Lesson 4: Introduction to Plots

1 Introduction

Welcome to lesson four, where you will learn the basics of graphing using a package called ggplot2. GGPlot is an excellent resource for creating many types of graphs, including histograms, box plots, scatterplots and more. We’ll start by introducing how ggplot works and then try creating a histogram.

See the home page for more details on how to use this tutorial and for troubleshooting tips!

1.1 Dataset

We will work with the physiology dataset, called data, that you have already seen.

Type the word data to recall what it contains.

When you examine the data table, you can see that there are some rows that are missing data for heart rate. In R, missing data are indicated by the letters ‘NA’. R will ignore these missing values when making a graph. Once you collect your own data, this is the way to enter any missing data into your data table.

2 GGPlot graphing

There are 3 main components of ggplot:

  • Data (data): This is your dataset

  • Aesthetics (mapping=aes()): This allows you to define your variables and define how you want your graph to look (color, size, shape, etc)

  • Geometric Objects (geom_ ______): Define the type of plot (bar plot, scatter plot, histogram, etc)

The basic structure of ggplot() is as follows. You’ll notice that each of the three components above are included in this structure. Also notice that different lines (or properties) are connected using a +.

ggplot(data, mapping=aes()) +
  geom_object()

2.1 Example: Histogram

Let’s look at an example to see how this works. We’ll start by creating a histogram. A histogram shows the distribution of data values.

Try running the code below.

This will create a histogram of the heart rate values. On the x-axis are intervals (bins) representing the different possible data values. On the y-axis are the frequencies with which different data values are present in the data set (once, twice, etc.).

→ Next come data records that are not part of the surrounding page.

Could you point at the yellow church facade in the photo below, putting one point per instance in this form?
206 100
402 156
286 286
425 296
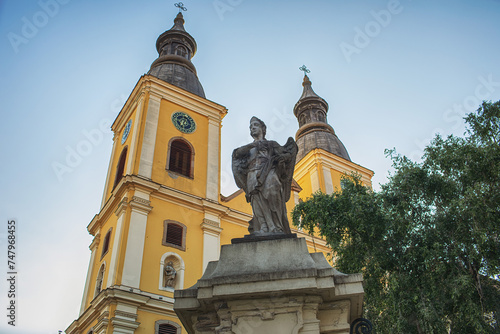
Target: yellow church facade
163 217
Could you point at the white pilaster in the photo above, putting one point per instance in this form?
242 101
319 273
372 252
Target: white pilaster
125 319
327 176
213 160
149 139
104 197
135 136
132 266
315 180
93 248
113 265
211 239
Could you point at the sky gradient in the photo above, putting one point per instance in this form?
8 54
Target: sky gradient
393 72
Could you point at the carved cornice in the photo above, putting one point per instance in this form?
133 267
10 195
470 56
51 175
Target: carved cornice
124 314
102 323
140 204
211 226
122 207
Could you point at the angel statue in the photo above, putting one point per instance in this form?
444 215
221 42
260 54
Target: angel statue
264 170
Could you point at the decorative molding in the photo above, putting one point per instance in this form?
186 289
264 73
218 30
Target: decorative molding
121 207
124 314
124 326
167 322
102 324
211 226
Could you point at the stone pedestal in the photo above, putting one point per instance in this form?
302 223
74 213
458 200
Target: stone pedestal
270 286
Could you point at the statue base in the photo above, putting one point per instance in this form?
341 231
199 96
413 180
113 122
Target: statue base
263 237
270 286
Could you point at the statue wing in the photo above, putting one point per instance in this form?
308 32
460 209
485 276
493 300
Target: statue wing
240 169
287 166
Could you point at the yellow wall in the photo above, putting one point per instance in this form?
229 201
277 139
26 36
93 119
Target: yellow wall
198 139
154 249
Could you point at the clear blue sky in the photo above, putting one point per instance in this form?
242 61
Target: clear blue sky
393 72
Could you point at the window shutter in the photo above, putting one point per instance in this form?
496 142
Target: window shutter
167 329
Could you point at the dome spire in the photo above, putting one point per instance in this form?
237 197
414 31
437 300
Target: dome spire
314 130
175 48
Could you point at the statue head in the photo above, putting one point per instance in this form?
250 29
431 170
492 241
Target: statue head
256 122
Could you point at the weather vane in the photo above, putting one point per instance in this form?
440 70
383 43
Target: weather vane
181 7
304 69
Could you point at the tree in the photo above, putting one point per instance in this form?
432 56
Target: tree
427 243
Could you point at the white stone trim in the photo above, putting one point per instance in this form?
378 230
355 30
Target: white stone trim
211 239
315 183
135 138
180 272
327 176
113 265
132 266
106 184
102 268
213 156
149 138
93 248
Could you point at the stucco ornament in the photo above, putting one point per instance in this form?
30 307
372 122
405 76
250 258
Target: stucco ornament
264 170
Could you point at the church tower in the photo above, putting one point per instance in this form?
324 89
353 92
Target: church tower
160 218
322 158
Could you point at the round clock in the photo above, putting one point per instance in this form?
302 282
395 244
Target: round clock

Notice how the code is set up:

ggplot(data, mapping=aes(x=heart_rate)) +
  geom_histogram(bins=5)
  • ggplot(data ...): Specify the data right after the first parenthesis

  • aes(x = heart_rate): Specify the x variable (independent variable) and y variable (dependent variable) in the aes() argument. A histogram only requires an independent variable, so we did not specify the y variable.

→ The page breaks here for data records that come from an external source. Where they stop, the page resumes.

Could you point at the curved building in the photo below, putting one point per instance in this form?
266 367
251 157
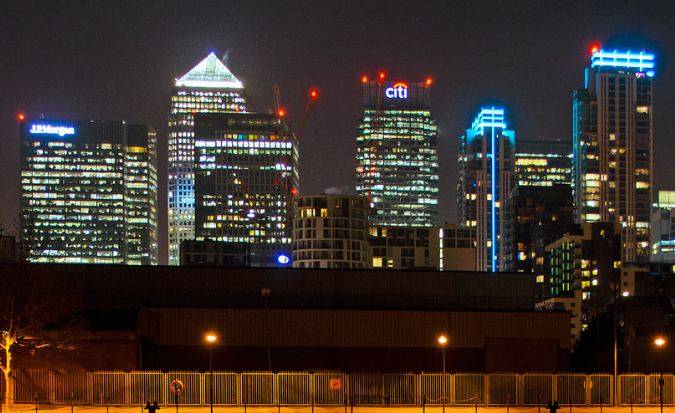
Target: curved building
331 231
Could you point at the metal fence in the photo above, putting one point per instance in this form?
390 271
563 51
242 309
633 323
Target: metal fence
337 388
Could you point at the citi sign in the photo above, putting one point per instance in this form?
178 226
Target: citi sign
52 130
398 91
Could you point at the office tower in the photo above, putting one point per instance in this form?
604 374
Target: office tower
663 228
587 262
331 231
396 247
246 170
486 177
140 194
458 248
613 144
89 192
396 153
209 87
543 162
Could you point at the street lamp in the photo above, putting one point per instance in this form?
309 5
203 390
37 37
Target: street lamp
442 340
660 342
211 338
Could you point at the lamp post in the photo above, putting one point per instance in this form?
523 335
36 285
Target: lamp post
442 340
211 338
660 342
266 293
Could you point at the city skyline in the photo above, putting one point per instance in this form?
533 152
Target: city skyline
120 61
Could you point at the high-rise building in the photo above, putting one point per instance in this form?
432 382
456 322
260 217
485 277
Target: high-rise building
613 146
539 215
331 231
89 192
663 228
209 87
586 263
246 170
543 162
140 194
486 177
396 153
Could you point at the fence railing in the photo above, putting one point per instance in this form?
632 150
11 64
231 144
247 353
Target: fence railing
337 388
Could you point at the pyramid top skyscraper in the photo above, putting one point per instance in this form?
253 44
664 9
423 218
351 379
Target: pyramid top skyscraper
209 87
210 72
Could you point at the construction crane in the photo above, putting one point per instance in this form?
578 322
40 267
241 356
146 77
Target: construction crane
369 169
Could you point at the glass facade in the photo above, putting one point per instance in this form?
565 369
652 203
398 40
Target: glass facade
89 192
613 147
208 88
486 177
543 162
396 153
245 174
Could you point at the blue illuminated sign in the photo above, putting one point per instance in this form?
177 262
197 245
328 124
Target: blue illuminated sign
44 129
283 259
489 117
630 60
398 91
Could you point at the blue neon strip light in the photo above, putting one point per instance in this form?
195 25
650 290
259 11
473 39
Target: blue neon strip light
489 117
44 129
493 175
640 61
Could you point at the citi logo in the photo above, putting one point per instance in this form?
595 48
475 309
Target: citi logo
398 91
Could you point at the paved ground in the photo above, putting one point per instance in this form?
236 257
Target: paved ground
359 409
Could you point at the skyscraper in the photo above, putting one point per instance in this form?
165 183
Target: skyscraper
613 146
209 87
246 169
396 153
486 177
543 162
89 192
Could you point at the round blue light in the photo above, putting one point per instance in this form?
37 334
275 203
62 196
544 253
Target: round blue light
283 259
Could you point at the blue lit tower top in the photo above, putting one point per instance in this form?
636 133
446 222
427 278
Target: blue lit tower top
639 62
486 179
612 139
489 117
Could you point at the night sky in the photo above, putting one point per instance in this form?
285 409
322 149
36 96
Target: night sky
113 60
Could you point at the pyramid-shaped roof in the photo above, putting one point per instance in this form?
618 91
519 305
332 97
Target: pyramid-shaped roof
210 72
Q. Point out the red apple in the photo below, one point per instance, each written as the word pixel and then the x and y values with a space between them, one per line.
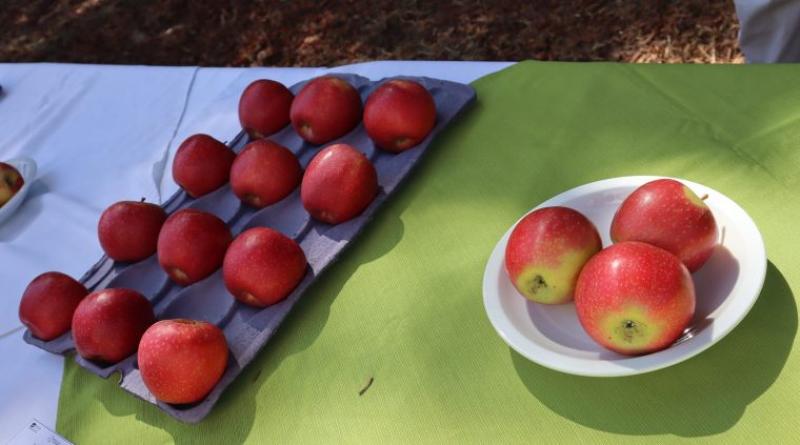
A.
pixel 634 298
pixel 264 173
pixel 191 245
pixel 339 184
pixel 48 303
pixel 264 108
pixel 10 182
pixel 181 360
pixel 399 114
pixel 263 266
pixel 667 214
pixel 326 108
pixel 546 251
pixel 128 230
pixel 108 324
pixel 202 165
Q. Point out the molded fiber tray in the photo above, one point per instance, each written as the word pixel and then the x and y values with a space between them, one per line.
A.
pixel 248 329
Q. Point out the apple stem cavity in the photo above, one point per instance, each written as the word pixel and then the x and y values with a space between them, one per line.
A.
pixel 630 329
pixel 537 283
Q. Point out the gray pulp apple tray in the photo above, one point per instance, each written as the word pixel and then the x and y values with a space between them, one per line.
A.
pixel 248 329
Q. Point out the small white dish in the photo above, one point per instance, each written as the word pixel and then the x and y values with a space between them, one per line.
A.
pixel 727 286
pixel 26 168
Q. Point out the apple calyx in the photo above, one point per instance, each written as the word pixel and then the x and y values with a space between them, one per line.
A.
pixel 630 329
pixel 536 284
pixel 180 275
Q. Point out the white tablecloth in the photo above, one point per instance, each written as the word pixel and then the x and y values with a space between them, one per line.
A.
pixel 101 134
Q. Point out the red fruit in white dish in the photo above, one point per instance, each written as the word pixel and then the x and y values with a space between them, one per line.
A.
pixel 399 114
pixel 48 303
pixel 546 251
pixel 108 324
pixel 326 108
pixel 202 164
pixel 128 230
pixel 338 184
pixel 667 214
pixel 263 266
pixel 191 245
pixel 634 298
pixel 265 172
pixel 264 108
pixel 181 360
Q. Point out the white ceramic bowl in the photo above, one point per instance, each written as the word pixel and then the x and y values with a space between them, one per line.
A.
pixel 26 168
pixel 727 286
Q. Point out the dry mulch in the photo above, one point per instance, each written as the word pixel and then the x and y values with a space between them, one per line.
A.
pixel 327 33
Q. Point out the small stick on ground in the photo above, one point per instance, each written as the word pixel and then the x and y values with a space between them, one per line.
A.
pixel 366 387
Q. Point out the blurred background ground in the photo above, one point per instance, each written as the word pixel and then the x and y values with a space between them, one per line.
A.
pixel 328 33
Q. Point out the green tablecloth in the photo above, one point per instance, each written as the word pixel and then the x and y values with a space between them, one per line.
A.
pixel 404 305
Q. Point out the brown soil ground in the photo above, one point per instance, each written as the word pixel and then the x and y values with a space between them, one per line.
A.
pixel 327 33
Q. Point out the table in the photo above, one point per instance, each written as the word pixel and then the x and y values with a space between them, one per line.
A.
pixel 101 134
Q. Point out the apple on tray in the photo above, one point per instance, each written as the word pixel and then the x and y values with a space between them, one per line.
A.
pixel 263 266
pixel 191 245
pixel 128 230
pixel 339 183
pixel 546 251
pixel 108 324
pixel 634 298
pixel 667 214
pixel 264 108
pixel 325 109
pixel 10 182
pixel 399 114
pixel 202 164
pixel 264 172
pixel 48 304
pixel 181 360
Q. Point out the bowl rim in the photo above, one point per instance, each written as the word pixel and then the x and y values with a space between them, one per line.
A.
pixel 590 367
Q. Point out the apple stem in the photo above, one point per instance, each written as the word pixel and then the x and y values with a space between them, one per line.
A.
pixel 366 387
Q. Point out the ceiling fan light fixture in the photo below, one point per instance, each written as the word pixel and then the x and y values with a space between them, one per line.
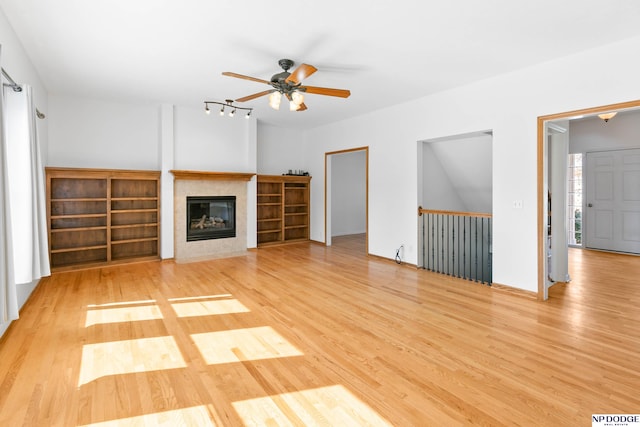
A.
pixel 607 116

  • geom_histogram(bins=5): Specify histogram as your chosen geom. You can also decide how many bins you’d like with the bins=5 argument. Try changing the 5 to a different number and running the code again, see what happens!

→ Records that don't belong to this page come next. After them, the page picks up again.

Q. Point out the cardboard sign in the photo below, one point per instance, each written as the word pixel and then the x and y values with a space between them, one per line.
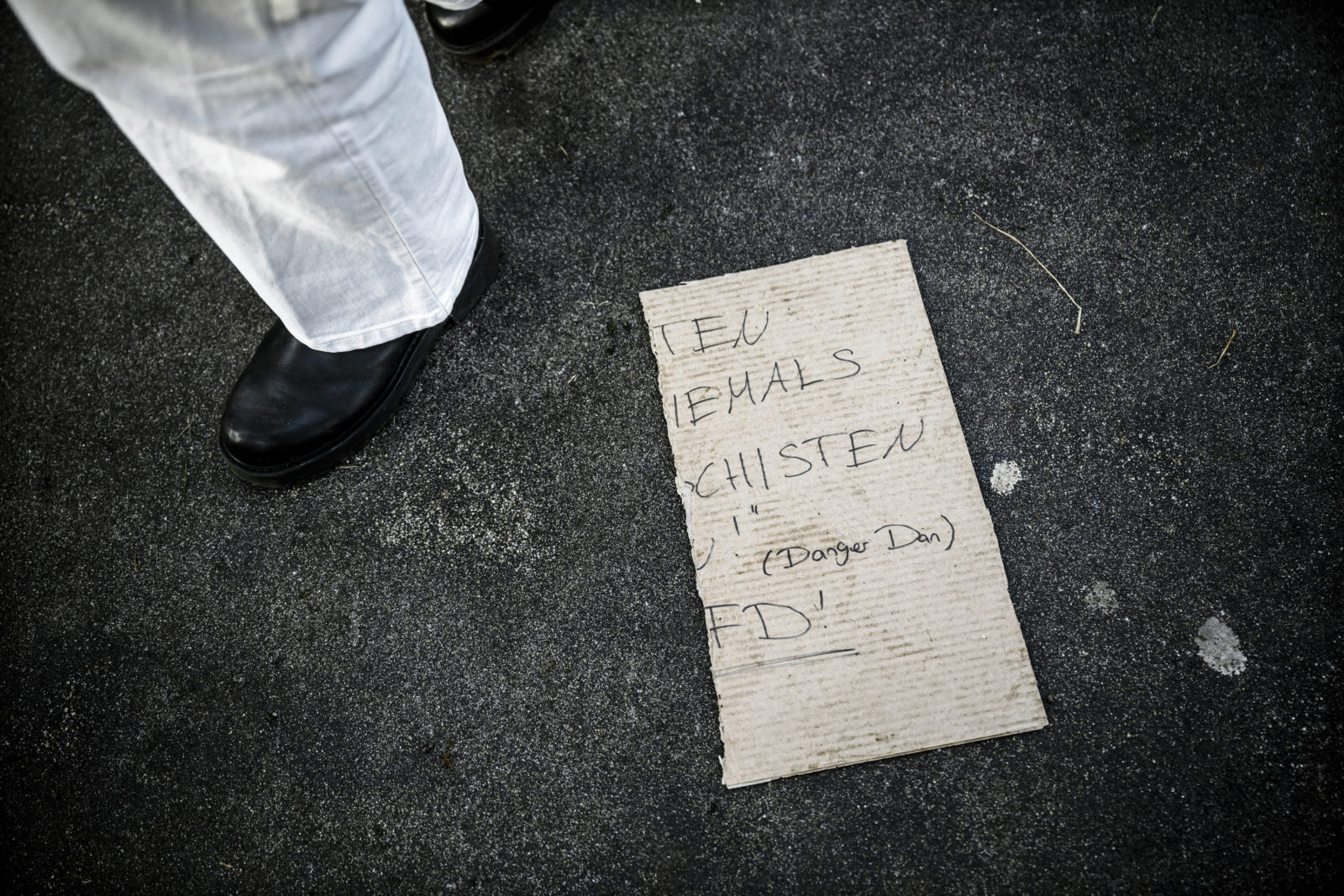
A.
pixel 853 594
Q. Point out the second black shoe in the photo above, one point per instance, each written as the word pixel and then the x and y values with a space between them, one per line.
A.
pixel 488 29
pixel 296 412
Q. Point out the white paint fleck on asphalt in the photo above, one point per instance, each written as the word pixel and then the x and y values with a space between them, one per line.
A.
pixel 1101 597
pixel 1007 474
pixel 1220 647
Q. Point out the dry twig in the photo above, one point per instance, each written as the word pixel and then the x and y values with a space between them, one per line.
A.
pixel 1223 352
pixel 1079 324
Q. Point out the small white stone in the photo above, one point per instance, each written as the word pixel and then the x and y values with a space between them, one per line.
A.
pixel 1005 476
pixel 1220 647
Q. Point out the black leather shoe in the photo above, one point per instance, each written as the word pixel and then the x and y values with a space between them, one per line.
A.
pixel 296 412
pixel 488 29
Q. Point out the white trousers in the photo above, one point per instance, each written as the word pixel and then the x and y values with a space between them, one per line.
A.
pixel 302 134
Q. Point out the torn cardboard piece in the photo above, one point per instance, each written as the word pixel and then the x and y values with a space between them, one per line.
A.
pixel 853 594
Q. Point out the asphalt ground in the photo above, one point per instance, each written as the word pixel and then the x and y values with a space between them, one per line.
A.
pixel 476 661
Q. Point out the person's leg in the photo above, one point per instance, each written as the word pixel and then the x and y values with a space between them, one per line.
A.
pixel 306 137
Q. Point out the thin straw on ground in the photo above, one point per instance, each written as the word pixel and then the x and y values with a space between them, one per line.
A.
pixel 1223 352
pixel 1079 324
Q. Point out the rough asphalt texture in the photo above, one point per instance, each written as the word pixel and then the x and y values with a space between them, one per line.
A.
pixel 476 661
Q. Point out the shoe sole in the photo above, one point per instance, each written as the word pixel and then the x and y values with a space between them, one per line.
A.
pixel 501 45
pixel 486 266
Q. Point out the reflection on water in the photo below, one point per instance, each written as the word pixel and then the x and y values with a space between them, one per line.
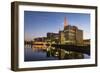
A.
pixel 39 53
pixel 34 54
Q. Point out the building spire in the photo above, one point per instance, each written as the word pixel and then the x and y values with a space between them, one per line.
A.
pixel 65 22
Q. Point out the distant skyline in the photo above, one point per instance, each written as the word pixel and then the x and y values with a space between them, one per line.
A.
pixel 37 24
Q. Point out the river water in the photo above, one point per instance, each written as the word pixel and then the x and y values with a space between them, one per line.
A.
pixel 31 54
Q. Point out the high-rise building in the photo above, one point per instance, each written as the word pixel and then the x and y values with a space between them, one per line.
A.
pixel 71 34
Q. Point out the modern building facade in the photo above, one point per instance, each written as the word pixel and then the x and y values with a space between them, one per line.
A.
pixel 71 34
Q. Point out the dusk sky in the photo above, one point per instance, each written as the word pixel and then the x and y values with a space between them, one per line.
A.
pixel 37 24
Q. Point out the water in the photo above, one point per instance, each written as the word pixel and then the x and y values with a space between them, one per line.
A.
pixel 31 55
pixel 35 54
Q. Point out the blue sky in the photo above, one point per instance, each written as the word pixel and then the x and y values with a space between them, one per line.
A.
pixel 37 24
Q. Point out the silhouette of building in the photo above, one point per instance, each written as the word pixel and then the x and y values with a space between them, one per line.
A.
pixel 71 34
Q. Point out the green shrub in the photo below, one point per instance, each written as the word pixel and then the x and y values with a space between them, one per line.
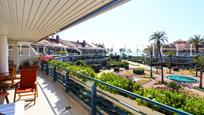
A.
pixel 80 63
pixel 127 67
pixel 116 69
pixel 115 80
pixel 176 69
pixel 138 71
pixel 173 85
pixel 96 68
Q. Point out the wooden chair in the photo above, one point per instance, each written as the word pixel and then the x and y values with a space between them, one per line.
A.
pixel 9 77
pixel 4 94
pixel 28 83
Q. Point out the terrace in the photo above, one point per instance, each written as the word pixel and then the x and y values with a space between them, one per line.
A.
pixel 30 21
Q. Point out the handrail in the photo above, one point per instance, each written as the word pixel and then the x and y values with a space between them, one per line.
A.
pixel 169 108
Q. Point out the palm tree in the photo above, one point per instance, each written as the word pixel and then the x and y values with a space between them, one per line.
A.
pixel 196 40
pixel 196 66
pixel 159 38
pixel 129 51
pixel 149 52
pixel 200 61
pixel 170 54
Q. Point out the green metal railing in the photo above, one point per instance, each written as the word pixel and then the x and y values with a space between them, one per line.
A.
pixel 97 99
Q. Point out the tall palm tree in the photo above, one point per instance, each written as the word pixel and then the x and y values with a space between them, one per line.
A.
pixel 200 61
pixel 196 40
pixel 170 54
pixel 149 52
pixel 159 39
pixel 195 59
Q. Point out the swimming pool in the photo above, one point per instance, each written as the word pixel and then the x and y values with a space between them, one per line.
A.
pixel 181 78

  • Chain together the function ggplot() with the geom geom_histogram() using a +.

2.1.1 Try it out

Your turn to give it a try! Make a histogram of the RQ values for our data.

Here’s the basic structure. Click the next hint for more detailed structure.

ggplot(data, mapping=aes(___________))+
      geom_histogram(______________)
ggplot(data, mapping=aes(x=______))+
      geom_histogram(bins=_____)

Make sure you use the proper capitalization and spelling for the x variable, exactly as it is shown in our data.

ggplot(data, mapping=aes(x=RQ))+
      geom_histogram(bins=5)

2.2 Customizing a plot

  • You can change how a plot looks by adding the “color” and “fill” attributes to your geom_object(). color indicates the outline color and fill specifies the background color. Notice that we put the color name inside quotation marks. This is because the colors are character strings (i.e. lists of letters).

  • You can adjust the labels of the plot by chaining on the labs() function: labs(x="x label", y="y label", title="title") Again, we enclose the labels in quotation marks.

2.3 Try it out

Your turn to give it a try! Make a histogram of the RQ values for our data. As an extra challenge, add color and labels to your graph.

Here’s the basic structure. Click the next hint for more detailed structure.

ggplot(data, mapping=aes(___________))+
      geom_histogram(______________)+
      labs(_____________)
ggplot(data, mapping=aes(x=______))+
      geom_histogram(bins=_____, color="_____", fill="_______")+
      labs(x="______", y="_______", title="_______")
ggplot(data, mapping=aes(x=RQ))+
      geom_histogram(bins=5, color="pink", fill="darkorange")+
      labs(x="Respiratory Quotient", y="Count", title="Histogram of Respiratory Quotient for Physiology Data")

Great work!

2.4 Other ggplot resources

There are LOTS of resources online where you can learn about making plots with ggplot. Here are a few to start with:

3 Congratulations!

Hooray! You have completed lesson four. You have learned the basics of creating a plot using GGPlot. Lesson five will teach you how to make a scatterplot and boxplot.